The judge questioned whether the Treasury Department could agree to only distribute CARES funding to tribal organizations with self-determination contracts, or “638” contracts, with the Bureau of Indian Affairs and the Indian Health Service.

The Barack Obama-appointed judge said the solution could prevent the congressional relief package from becoming a “grab bag” for Native corporations.

But neither the Justice Department nor the tribes could give an example of a Native corporation that currently holds such a contract.

“We could find that with more time,” Lynch said, exhibiting the speed with which both parties filed briefs over the last week, as the original Sunday deadline to distribute CARES Act funds to tribal governments bore down.

The tribes that have sued are from Alaska, Arizona, California, New Mexico, Main, South Dakota, Utah and Washington state.

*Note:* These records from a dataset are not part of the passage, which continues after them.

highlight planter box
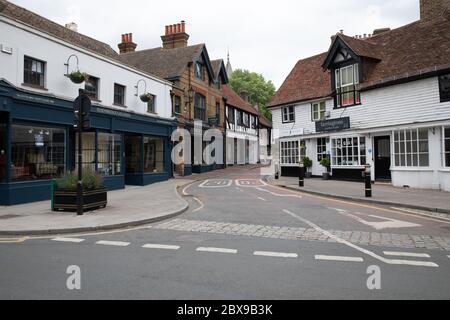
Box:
[53,188,107,211]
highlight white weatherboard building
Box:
[270,0,450,191]
[0,0,176,205]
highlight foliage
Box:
[230,69,275,119]
[56,171,103,190]
[320,157,331,168]
[303,157,312,168]
[69,70,87,84]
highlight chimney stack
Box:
[161,20,189,49]
[118,33,137,54]
[420,0,450,21]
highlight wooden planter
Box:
[53,188,107,211]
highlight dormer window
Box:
[334,64,361,107]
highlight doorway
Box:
[374,136,391,180]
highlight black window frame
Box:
[281,106,295,123]
[23,56,47,89]
[84,75,100,101]
[113,83,126,107]
[439,73,450,103]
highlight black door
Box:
[374,136,391,180]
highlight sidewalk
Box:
[269,177,450,214]
[0,179,192,236]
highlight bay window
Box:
[394,128,429,167]
[331,137,366,167]
[334,64,361,107]
[11,124,66,181]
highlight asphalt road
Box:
[0,168,450,300]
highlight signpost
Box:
[73,89,91,216]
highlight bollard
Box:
[364,164,372,198]
[298,160,305,187]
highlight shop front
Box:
[0,81,174,205]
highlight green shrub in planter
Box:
[69,70,87,84]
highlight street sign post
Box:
[73,89,91,216]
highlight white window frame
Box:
[281,106,295,123]
[392,128,430,168]
[311,101,327,122]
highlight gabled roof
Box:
[211,59,228,83]
[267,52,331,108]
[0,0,119,60]
[222,85,258,116]
[268,10,450,108]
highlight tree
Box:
[230,69,275,119]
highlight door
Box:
[374,136,391,180]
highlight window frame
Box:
[281,106,295,123]
[113,83,127,107]
[23,55,47,89]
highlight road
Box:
[0,168,450,300]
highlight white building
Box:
[269,0,450,191]
[0,0,176,204]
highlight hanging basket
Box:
[68,71,87,84]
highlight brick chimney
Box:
[161,21,189,49]
[420,0,450,21]
[118,33,137,54]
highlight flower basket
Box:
[68,71,87,84]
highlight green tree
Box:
[230,69,275,119]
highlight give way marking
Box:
[329,208,421,230]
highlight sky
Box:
[10,0,419,88]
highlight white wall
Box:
[0,17,172,118]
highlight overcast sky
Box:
[11,0,419,88]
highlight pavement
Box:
[269,177,450,219]
[0,168,450,300]
[0,179,192,236]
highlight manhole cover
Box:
[0,214,21,220]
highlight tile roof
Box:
[267,52,331,108]
[120,44,205,79]
[222,85,258,115]
[0,0,119,60]
[268,11,450,107]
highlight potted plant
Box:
[320,156,331,180]
[53,171,107,211]
[68,70,88,84]
[303,157,312,178]
[140,93,153,102]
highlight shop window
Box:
[317,138,328,162]
[439,74,450,102]
[114,83,125,106]
[75,132,96,172]
[84,76,100,100]
[331,137,366,167]
[311,101,326,121]
[23,57,45,88]
[144,137,164,173]
[394,128,429,167]
[444,128,450,167]
[0,123,7,182]
[11,124,66,181]
[125,136,142,174]
[97,132,122,176]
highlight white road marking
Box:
[330,208,421,230]
[52,238,84,243]
[315,255,364,262]
[192,197,205,213]
[283,209,439,267]
[256,188,303,199]
[95,240,130,247]
[383,251,431,258]
[253,251,298,258]
[142,243,180,250]
[196,247,237,254]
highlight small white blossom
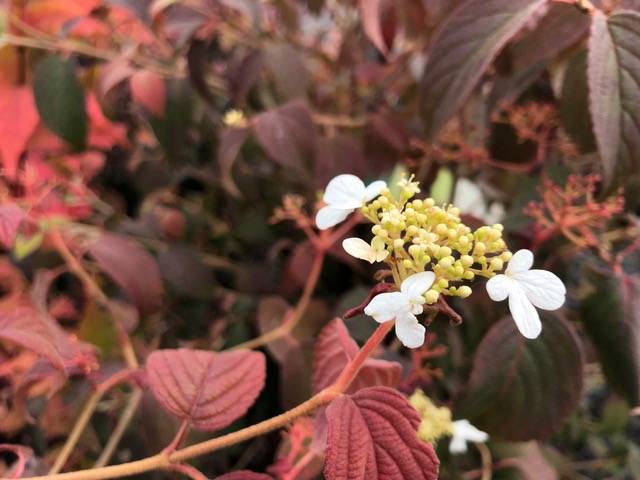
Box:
[342,237,389,263]
[316,174,387,230]
[449,420,489,455]
[364,272,436,348]
[487,250,567,338]
[453,177,504,225]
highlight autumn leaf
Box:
[89,234,163,313]
[313,318,402,392]
[420,0,547,138]
[0,203,27,249]
[587,10,640,184]
[147,348,266,431]
[0,85,40,179]
[324,387,440,480]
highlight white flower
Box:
[364,272,436,348]
[453,177,504,225]
[316,174,387,230]
[487,250,567,338]
[449,420,489,455]
[342,237,389,263]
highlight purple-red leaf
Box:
[588,10,640,183]
[89,234,163,313]
[0,203,27,248]
[147,348,266,431]
[253,101,316,171]
[313,318,402,392]
[420,0,547,138]
[324,387,440,480]
[216,470,273,480]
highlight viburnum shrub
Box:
[0,0,640,480]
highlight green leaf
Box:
[454,315,583,441]
[33,56,87,150]
[420,0,547,138]
[580,274,640,405]
[588,10,640,184]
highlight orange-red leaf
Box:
[89,234,163,313]
[324,387,440,480]
[0,86,39,179]
[313,318,402,393]
[129,70,167,117]
[147,348,266,431]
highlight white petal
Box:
[449,437,467,455]
[400,272,436,299]
[396,313,427,348]
[505,249,533,275]
[513,270,567,310]
[453,420,489,443]
[364,292,409,323]
[509,283,542,339]
[486,274,513,302]
[324,174,365,209]
[316,206,353,230]
[364,180,387,202]
[342,237,378,263]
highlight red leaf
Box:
[324,387,440,480]
[147,348,266,431]
[0,443,33,478]
[216,470,273,480]
[313,318,402,392]
[253,102,316,171]
[89,234,163,313]
[0,203,27,249]
[0,86,39,179]
[129,70,167,117]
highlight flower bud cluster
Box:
[361,175,511,304]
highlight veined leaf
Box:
[454,315,583,441]
[324,387,440,480]
[147,348,266,431]
[420,0,547,138]
[588,10,640,184]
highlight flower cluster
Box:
[316,175,566,348]
[409,390,489,454]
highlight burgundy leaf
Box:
[253,101,316,171]
[0,203,27,249]
[420,0,547,138]
[313,318,402,392]
[588,10,640,183]
[147,348,266,431]
[216,470,273,480]
[324,387,440,480]
[455,314,584,441]
[89,234,163,313]
[0,443,33,478]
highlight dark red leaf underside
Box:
[313,318,402,393]
[324,387,439,480]
[147,348,266,431]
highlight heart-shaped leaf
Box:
[420,0,547,138]
[147,348,266,431]
[454,315,583,441]
[89,234,163,313]
[313,318,402,393]
[580,273,640,405]
[588,10,640,183]
[324,387,440,480]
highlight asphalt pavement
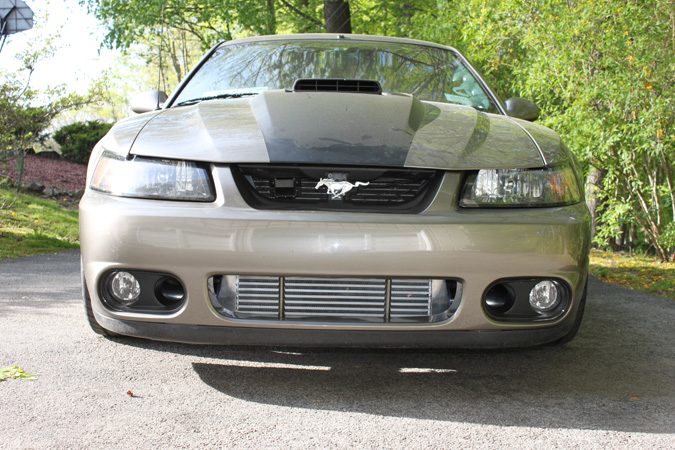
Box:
[0,251,675,449]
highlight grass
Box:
[0,366,37,381]
[0,187,80,261]
[0,187,675,300]
[591,249,675,300]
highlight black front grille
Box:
[232,164,443,213]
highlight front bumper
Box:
[80,170,589,347]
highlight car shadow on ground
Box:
[113,280,675,433]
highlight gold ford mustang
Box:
[80,34,590,348]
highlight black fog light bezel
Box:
[481,277,572,322]
[98,269,187,314]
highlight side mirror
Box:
[504,97,541,122]
[129,89,168,114]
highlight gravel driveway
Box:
[0,251,675,450]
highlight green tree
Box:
[413,0,675,261]
[52,120,112,164]
[0,34,97,196]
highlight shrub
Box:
[53,120,112,164]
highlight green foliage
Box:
[0,187,79,261]
[0,366,37,381]
[0,31,96,192]
[52,120,112,164]
[82,0,675,261]
[406,0,675,261]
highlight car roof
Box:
[218,33,459,53]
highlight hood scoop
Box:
[293,78,382,94]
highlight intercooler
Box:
[209,275,459,322]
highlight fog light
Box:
[530,281,560,312]
[110,272,141,304]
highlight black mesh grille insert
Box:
[293,78,382,94]
[232,164,443,213]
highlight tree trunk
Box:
[586,167,605,240]
[323,0,352,34]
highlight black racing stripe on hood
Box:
[251,91,425,167]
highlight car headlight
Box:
[90,151,216,202]
[459,165,581,208]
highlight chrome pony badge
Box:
[314,178,370,200]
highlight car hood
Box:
[107,90,567,170]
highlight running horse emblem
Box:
[314,178,370,200]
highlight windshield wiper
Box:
[171,92,260,107]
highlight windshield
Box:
[173,40,498,112]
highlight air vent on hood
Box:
[293,78,382,94]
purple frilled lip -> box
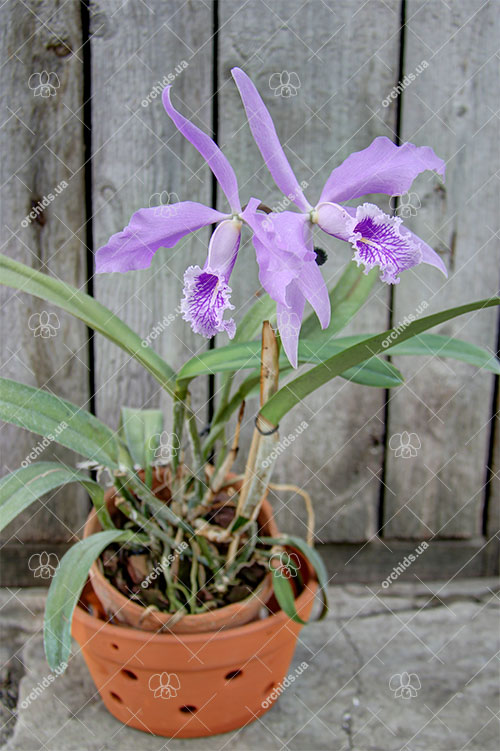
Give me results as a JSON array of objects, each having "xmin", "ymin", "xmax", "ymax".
[{"xmin": 232, "ymin": 68, "xmax": 447, "ymax": 284}]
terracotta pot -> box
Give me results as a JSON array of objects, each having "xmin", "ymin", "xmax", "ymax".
[
  {"xmin": 83, "ymin": 488, "xmax": 279, "ymax": 634},
  {"xmin": 73, "ymin": 558, "xmax": 317, "ymax": 738}
]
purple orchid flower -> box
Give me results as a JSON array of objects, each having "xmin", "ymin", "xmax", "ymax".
[
  {"xmin": 96, "ymin": 86, "xmax": 246, "ymax": 338},
  {"xmin": 232, "ymin": 68, "xmax": 447, "ymax": 284},
  {"xmin": 96, "ymin": 86, "xmax": 330, "ymax": 367}
]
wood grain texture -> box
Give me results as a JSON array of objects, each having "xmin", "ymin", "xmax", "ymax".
[
  {"xmin": 91, "ymin": 0, "xmax": 212, "ymax": 427},
  {"xmin": 384, "ymin": 0, "xmax": 500, "ymax": 538},
  {"xmin": 219, "ymin": 0, "xmax": 400, "ymax": 541},
  {"xmin": 0, "ymin": 0, "xmax": 88, "ymax": 549}
]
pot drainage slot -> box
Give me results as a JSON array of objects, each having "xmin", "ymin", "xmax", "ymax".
[
  {"xmin": 224, "ymin": 669, "xmax": 243, "ymax": 681},
  {"xmin": 180, "ymin": 704, "xmax": 198, "ymax": 714},
  {"xmin": 120, "ymin": 668, "xmax": 138, "ymax": 681}
]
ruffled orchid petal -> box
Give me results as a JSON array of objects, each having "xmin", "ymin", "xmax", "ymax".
[
  {"xmin": 400, "ymin": 224, "xmax": 448, "ymax": 277},
  {"xmin": 162, "ymin": 86, "xmax": 241, "ymax": 214},
  {"xmin": 276, "ymin": 281, "xmax": 305, "ymax": 368},
  {"xmin": 297, "ymin": 261, "xmax": 331, "ymax": 329},
  {"xmin": 320, "ymin": 136, "xmax": 445, "ymax": 203},
  {"xmin": 95, "ymin": 201, "xmax": 227, "ymax": 274},
  {"xmin": 231, "ymin": 68, "xmax": 312, "ymax": 211},
  {"xmin": 344, "ymin": 204, "xmax": 448, "ymax": 277},
  {"xmin": 242, "ymin": 198, "xmax": 316, "ymax": 306},
  {"xmin": 181, "ymin": 219, "xmax": 241, "ymax": 339},
  {"xmin": 350, "ymin": 203, "xmax": 422, "ymax": 284}
]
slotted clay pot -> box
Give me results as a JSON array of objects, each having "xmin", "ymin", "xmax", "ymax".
[
  {"xmin": 83, "ymin": 485, "xmax": 279, "ymax": 634},
  {"xmin": 73, "ymin": 558, "xmax": 317, "ymax": 738}
]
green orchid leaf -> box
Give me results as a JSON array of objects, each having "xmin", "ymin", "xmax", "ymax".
[
  {"xmin": 0, "ymin": 462, "xmax": 114, "ymax": 531},
  {"xmin": 0, "ymin": 378, "xmax": 118, "ymax": 469},
  {"xmin": 43, "ymin": 529, "xmax": 138, "ymax": 672},
  {"xmin": 260, "ymin": 535, "xmax": 328, "ymax": 620},
  {"xmin": 120, "ymin": 407, "xmax": 163, "ymax": 488},
  {"xmin": 260, "ymin": 297, "xmax": 500, "ymax": 425},
  {"xmin": 179, "ymin": 339, "xmax": 403, "ymax": 388},
  {"xmin": 0, "ymin": 254, "xmax": 175, "ymax": 396}
]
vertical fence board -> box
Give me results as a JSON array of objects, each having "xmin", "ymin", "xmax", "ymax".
[
  {"xmin": 219, "ymin": 0, "xmax": 400, "ymax": 541},
  {"xmin": 384, "ymin": 0, "xmax": 500, "ymax": 538},
  {"xmin": 0, "ymin": 0, "xmax": 88, "ymax": 564},
  {"xmin": 91, "ymin": 0, "xmax": 212, "ymax": 426}
]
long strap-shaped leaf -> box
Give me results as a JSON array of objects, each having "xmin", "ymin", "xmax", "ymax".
[
  {"xmin": 260, "ymin": 297, "xmax": 500, "ymax": 426},
  {"xmin": 0, "ymin": 254, "xmax": 175, "ymax": 396},
  {"xmin": 0, "ymin": 378, "xmax": 119, "ymax": 469},
  {"xmin": 0, "ymin": 462, "xmax": 114, "ymax": 531},
  {"xmin": 260, "ymin": 535, "xmax": 328, "ymax": 624},
  {"xmin": 178, "ymin": 338, "xmax": 403, "ymax": 388},
  {"xmin": 308, "ymin": 334, "xmax": 500, "ymax": 375},
  {"xmin": 43, "ymin": 529, "xmax": 140, "ymax": 672}
]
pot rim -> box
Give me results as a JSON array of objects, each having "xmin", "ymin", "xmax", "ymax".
[
  {"xmin": 83, "ymin": 488, "xmax": 279, "ymax": 624},
  {"xmin": 73, "ymin": 556, "xmax": 318, "ymax": 645}
]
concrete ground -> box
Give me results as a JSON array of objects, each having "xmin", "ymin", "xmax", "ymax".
[{"xmin": 0, "ymin": 579, "xmax": 500, "ymax": 751}]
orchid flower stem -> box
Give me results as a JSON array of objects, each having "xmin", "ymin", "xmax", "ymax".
[
  {"xmin": 172, "ymin": 388, "xmax": 188, "ymax": 476},
  {"xmin": 186, "ymin": 394, "xmax": 205, "ymax": 508},
  {"xmin": 226, "ymin": 321, "xmax": 279, "ymax": 567},
  {"xmin": 210, "ymin": 402, "xmax": 245, "ymax": 493}
]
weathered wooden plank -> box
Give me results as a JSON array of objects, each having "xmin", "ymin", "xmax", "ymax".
[
  {"xmin": 384, "ymin": 0, "xmax": 500, "ymax": 538},
  {"xmin": 319, "ymin": 537, "xmax": 499, "ymax": 592},
  {"xmin": 0, "ymin": 0, "xmax": 88, "ymax": 550},
  {"xmin": 484, "ymin": 376, "xmax": 500, "ymax": 549},
  {"xmin": 91, "ymin": 0, "xmax": 212, "ymax": 434},
  {"xmin": 219, "ymin": 0, "xmax": 400, "ymax": 541}
]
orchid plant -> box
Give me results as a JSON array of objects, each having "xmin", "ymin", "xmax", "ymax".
[{"xmin": 0, "ymin": 68, "xmax": 500, "ymax": 668}]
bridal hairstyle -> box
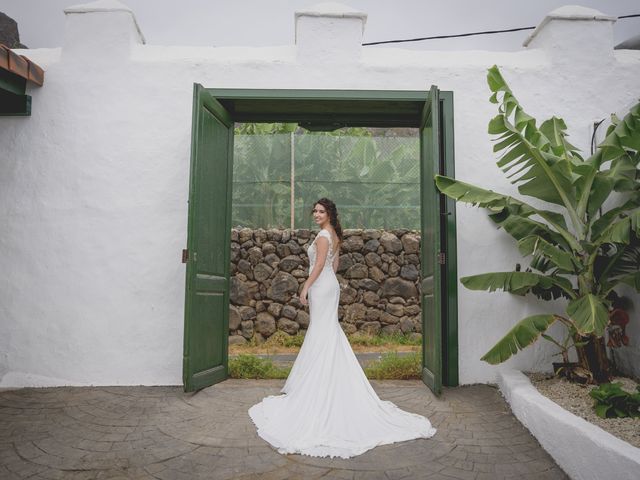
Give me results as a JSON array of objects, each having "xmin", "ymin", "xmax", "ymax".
[{"xmin": 311, "ymin": 197, "xmax": 342, "ymax": 243}]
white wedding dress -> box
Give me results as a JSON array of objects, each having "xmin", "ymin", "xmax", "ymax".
[{"xmin": 249, "ymin": 229, "xmax": 436, "ymax": 458}]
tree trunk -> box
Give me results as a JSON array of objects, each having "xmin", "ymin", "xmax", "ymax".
[{"xmin": 576, "ymin": 335, "xmax": 611, "ymax": 384}]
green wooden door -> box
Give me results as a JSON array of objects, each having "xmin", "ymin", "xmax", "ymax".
[
  {"xmin": 420, "ymin": 86, "xmax": 444, "ymax": 395},
  {"xmin": 182, "ymin": 84, "xmax": 233, "ymax": 392}
]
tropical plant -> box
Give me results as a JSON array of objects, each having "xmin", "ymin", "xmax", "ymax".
[{"xmin": 436, "ymin": 66, "xmax": 640, "ymax": 383}]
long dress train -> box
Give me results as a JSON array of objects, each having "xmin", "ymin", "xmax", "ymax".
[{"xmin": 249, "ymin": 229, "xmax": 436, "ymax": 458}]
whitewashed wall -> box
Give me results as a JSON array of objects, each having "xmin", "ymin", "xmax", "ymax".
[{"xmin": 0, "ymin": 0, "xmax": 640, "ymax": 387}]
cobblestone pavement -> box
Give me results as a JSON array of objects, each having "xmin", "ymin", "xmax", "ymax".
[
  {"xmin": 229, "ymin": 351, "xmax": 419, "ymax": 367},
  {"xmin": 0, "ymin": 380, "xmax": 567, "ymax": 480}
]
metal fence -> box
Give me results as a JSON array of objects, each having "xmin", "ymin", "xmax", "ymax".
[{"xmin": 232, "ymin": 129, "xmax": 420, "ymax": 229}]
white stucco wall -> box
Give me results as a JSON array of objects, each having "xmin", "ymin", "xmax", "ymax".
[{"xmin": 0, "ymin": 0, "xmax": 640, "ymax": 386}]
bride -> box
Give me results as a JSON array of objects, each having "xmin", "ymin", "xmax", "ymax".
[{"xmin": 249, "ymin": 198, "xmax": 436, "ymax": 458}]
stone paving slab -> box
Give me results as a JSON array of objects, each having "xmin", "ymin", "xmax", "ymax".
[
  {"xmin": 0, "ymin": 380, "xmax": 567, "ymax": 480},
  {"xmin": 229, "ymin": 351, "xmax": 416, "ymax": 367}
]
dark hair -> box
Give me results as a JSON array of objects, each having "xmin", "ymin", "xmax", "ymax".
[{"xmin": 311, "ymin": 197, "xmax": 342, "ymax": 243}]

Assuring the judge that the tribal governments hailing from outside Alaska do not seek to deprive the state’s Native communities of much-needed aid, Kanji said without a temporary restraining order nothing would stop the Treasury Department from allocating billions in relief to the Alaska Native corporations.

The tribal governments would be left with no avenue to challenge the disbursement, the attorney stressed, adding: “It seems impossible to fathom that that was Congress’ intent.”

As the long-running arguments drew to a close, Christine Williams — the only attorney representing Alaska Native corporations on the video call fraught with technical snags and poor sound quality — implored Mehta for time to counter what she said was misinformation about her clients. The judge assured the attorney he had read the corporations’ amicus briefs.

After several demands to be heard, the attorney assured the judge she did not want to argue with the court.

“Well you’re beginning to do that,” Mehta said, before concluding the hearing abruptly.